O efeito econômico de parar o desmatamento na Amazônia
Mariana Vick
20 de dezembro de 2018(atualizado 11/03/2024 às 16h39)Estudo de professor da USP analisa o impacto da atividade predatória no crescimento econômico e no PIB regional
Policial militar anda ao lado de tronco derrubado ilegalmente na Amazônia
Em novembro de 2018, os ministérios do Meio Ambiente e da Ciência, Tecnologia, Inovações e Comunicação divulgaram que, em julho do mesmo ano, o desmatamento na Amazônia teve aumento de 13,7% em relação aos 12 meses anteriores. Foram suprimidos 7.900 km² da floresta, o equivalente a mais de cinco vezes a área da cidade de São Paulo. É a maior taxa desde 2009, quando se registrou 7.464 km².
O aumento do desmatamento prejudica os compromissos do Brasil de diminuição de emissão de gases de efeito estufa no Acordo de Paris , tratado internacional sobre o clima. Ambientalistas e integrantes da sociedade civil também falaram nos efeitos do desmatamento para o regime de águas no continente, no aumento de secas e incêndios florestais e na proximidade de uma possível desertificação da floresta .
Ao mesmo tempo em que preocupa uma parcela da sociedade por seu impacto ambiental no Brasil e no mundo , setores da economia brasileira defendem a exploração da floresta para que seu território seja destinado à construção de obras de infraestrutura ou para a agropecuária, com o objetivo de alavancar o crescimento do país num contexto de crise.
A esse e a outros pontos responde o estudo “ A Amazônia precisa de uma economia de conhecimento da natureza ”, produzido por Ricardo Abramovay, professor no Instituto de Energia e Ambiente da USP (Universidade de São Paulo). Além de abordar os efeitos ambientais do desmatamento, o texto afirma que sua contribuição para a economia é irrisória, em comparação a de um possível modelo sustentável.
O estudo foi publicado na ocasião do lançamento do documentário “ O amanhã é hoje ”, exibido na COP 24, a Conferência do Clima da ONU, em 6 de dezembro de 2018. O filme, que teve o apoio de organizações como Greenpeace e ISA (Instituto Socioambiental), trata dos efeitos das mudanças climáticas no Brasil e de sua relação com a manutenção da Amazônia.

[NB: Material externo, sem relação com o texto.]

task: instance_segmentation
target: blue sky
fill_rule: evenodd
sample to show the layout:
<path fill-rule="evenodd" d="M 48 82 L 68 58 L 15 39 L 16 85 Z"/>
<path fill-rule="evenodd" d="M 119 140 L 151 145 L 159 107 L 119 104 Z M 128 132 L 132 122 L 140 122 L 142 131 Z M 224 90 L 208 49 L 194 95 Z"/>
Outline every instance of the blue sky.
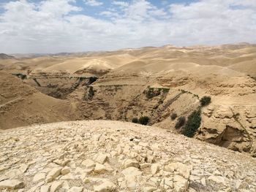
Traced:
<path fill-rule="evenodd" d="M 255 43 L 255 0 L 0 1 L 0 53 Z"/>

O modelo que Abramovay chama de “economia de conhecimento da natureza” se contrapõe, segundo ele, à permanência do que hoje ele considera a “economia da destruição da natureza”, marcada pelo desmatamento indiscriminado e pelo mau uso da terra, por exemplo.
A expressão “economia de conhecimento da natureza” foi cunhada pela geógrafa brasileira Bertha Becker, autora de diversos livros sobre a Amazônia e desenvolvimento sustentável. Em entrevista de 2010 ao portal Ecodebate, ela definiu o modelo como uma forma de utilizar a natureza “ sem destruir todas as suas potencialidades e diversificação”.
“É justamente utilizar [a natureza] sem destruir. Ou destruir o mínimo. […] Já se tinha um conhecimento baseado nas culturas dos povos de acordo com seus diferentes lugares de vida, e agora é que se entende que a natureza é tão poderosa, ela tem tantas potencialidades que é possível você desenvolver uma economia baseada nestes conhecimentos, com consciência, tecnologia e práticas adequadas”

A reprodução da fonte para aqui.